The area of the engine that handles resource locking is very mature and hasn't seen any work for a long time, so I think there may be more going on here. Something that hits my mind is the nature of database connectivity. If you have a test that holds an open database connection (perhaps including locks on database tables or resources) after its execution has completed, this can create a concurrency problem for NCrunch ... as NCrunch will not be aware of the locked resource and will simply execute the next test, possibly inside a different test process.
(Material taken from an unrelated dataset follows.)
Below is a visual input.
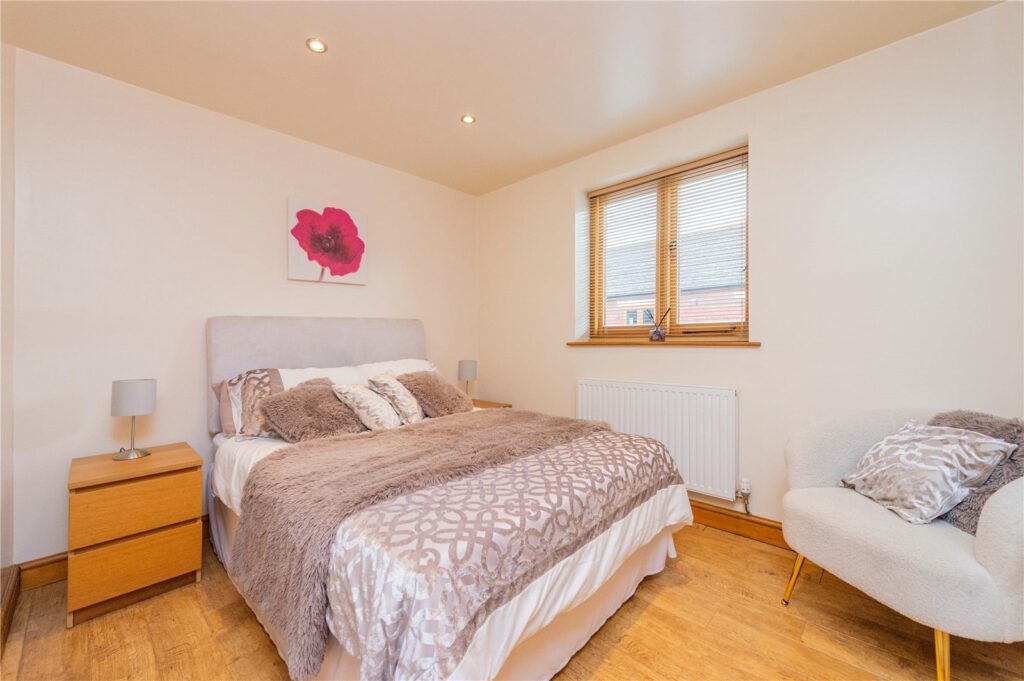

ADO.NET often tends to pool database connections, which means that it could still be possible that the test process is holding open connections to the database after its tests have finished executing. Off the top of my head I'm not aware of any situations where a SQL server database would retain locks using a connection stored in the pool, but there's quite a bit that can go on here and I'm not sure what kind of database you're working with.
Something that may help with such an issue is to try setting the
Test process memory limit to '1'. This will cause NCrunch to terminate each test process after it's finished an execution run, which may help break up resource locking. Because this will stop NCrunch from re-using test runner processes, it will also reduce the engine to a crawl - so it's probably only useful in helping to further narrow down the problem.